B. Braun spendet für Haiti
Melsungen. Mitarbeiter der B. Braun AG weltweit haben für die Erdbebenhilfe in Haiti 114.208,28 Euro gespendet. Die B. Braun Melsungen AG ist ein deutsches Pharma- und Medizinbedarfs-Unternehmen.
Das Unternehmen hat den gespendeten Betrag der Mitarbeiter auf 230.000 Euro verdoppelt und der Diakonie-Katastrophenhilfe zum Bau eines Krankenhauses in Haiti überreicht.
Die Betroffenheit der Mitarbeiter in den einzelnen Betrieben sei groß gewesen, so dass man sich spontan entschloss, für die Opfer zu sammeln, berichtet Sonja Siebert vom Betriebsrat in Melsungen. Sogar der ehemalige Betriebsratsvorsitzende Peter Hohmann habe anlässlich seines 70. Geburtstages auf Geschenke verzichtet und zur Spende für Haiti gebeten.

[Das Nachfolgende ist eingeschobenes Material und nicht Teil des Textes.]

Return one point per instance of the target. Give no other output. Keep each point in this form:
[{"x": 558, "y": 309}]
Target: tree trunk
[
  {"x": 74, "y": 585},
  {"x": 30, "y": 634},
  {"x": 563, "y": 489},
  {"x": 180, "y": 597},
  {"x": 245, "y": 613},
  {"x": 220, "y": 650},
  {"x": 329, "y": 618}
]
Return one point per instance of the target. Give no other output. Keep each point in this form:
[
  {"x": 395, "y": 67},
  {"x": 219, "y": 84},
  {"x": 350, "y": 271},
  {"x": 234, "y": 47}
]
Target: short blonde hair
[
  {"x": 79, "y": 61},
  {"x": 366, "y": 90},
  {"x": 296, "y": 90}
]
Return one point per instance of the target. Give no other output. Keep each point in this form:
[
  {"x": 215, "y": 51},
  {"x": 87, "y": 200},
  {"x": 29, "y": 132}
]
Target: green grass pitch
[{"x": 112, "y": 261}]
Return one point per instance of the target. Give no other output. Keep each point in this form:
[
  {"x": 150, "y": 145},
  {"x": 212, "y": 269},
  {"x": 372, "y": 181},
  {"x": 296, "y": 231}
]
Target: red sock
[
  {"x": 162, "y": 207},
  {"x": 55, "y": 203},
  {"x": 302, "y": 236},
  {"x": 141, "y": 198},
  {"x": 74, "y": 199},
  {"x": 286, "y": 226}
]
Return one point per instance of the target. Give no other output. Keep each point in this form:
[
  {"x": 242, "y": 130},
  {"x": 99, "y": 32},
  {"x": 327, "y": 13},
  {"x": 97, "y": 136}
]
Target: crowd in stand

Man sei stolz und dankbar, dass so eine große Summe zusammenkam, betont Prof. Dr. h.c. Ludwig Georg Braun, Vorstandsvorsitzender von B. Braun. Ihm ist besonders wichtig, dass mit der Diakonie-Katastrophenhilfe eine Organisation den Aufbau vorantreibt, bei der man sicher sein kann, dass das Geld korrekt verbaut wird. Ludwig Georg Braun legt weiter Wert darauf, dass einheimische haitianische Bauarbeiter bei dem Bau eingesetzt werden und dadurch Arbeit haben. Die weltweite Vernetzung des Weltkonzerns bringe es ebenfalls mit sich, dass man in der Lage sei, beim Aufbau und Unterhalt unterstützend zur Seite zu stehen. „Wo Schlechtes geschah, soll nun Gutes wachsen", so Braun.
„Der Aufbau eines zentralen Krankenhauses und die Einrichtung einzelner Erste Hilfe-Stationen direkt vor Ort, gewährleistet eine gute Betreuung der Bevölkerung", betonte Stefan Stautner von der Diakonie Katastrophenhilfe. Bisher würden die meisten der 70.000 Haitianer in der Gegend von Bainet noch in Notunterkünften und Zelten versorgt, so Stautner.
Bei dem neuen Krankenhaus in Bainet handelt es sich um eine Station mit elf Betten, einem Labor und zwei Untersuchungsräumen, in der insgesamt 30 Menschen beschäftigt sind. Weiter sollen vier sogenannte Gesundheitsposten in der ländlichen Region um Bainet nach dem Erdbeben wieder instand gesetzt oder neu gebaut werden. Die Maßnahmen könnten durch die B.Braun-Spende verwirklicht werden.
Stautner dankte den Mitarbeitern und der Geschäftsleitung von Herzen und betonte: „Diese Spende ist die größte Mitarbeiterspende aus einem Betrieb, die beim Diakonischen Werk eingegangen ist!"
Landesdiakoniepfarrer Dr. Eberhard Schwarz freute sich mit Betrieb, Geschäftsführung und der Diakonie, dass so eine erhebliche Spende möglich wurde. Schmunzelnd erzählte Ludwig Georg Braun nach Übergabe des Schecks, dass sein Ur-Ur-Ur-Großonkel einst dem damaligen haitianische König einen Reitstall bauen sollte. Die Pläne seien nie Wirklichkeit geworden. „Hoffen wir, dass es mit dem Krankenhaus einen besseren Verlauf nehmen wird." „Da sind wir sicher", meinten Eberhard Schwarz und Stefan Stautner.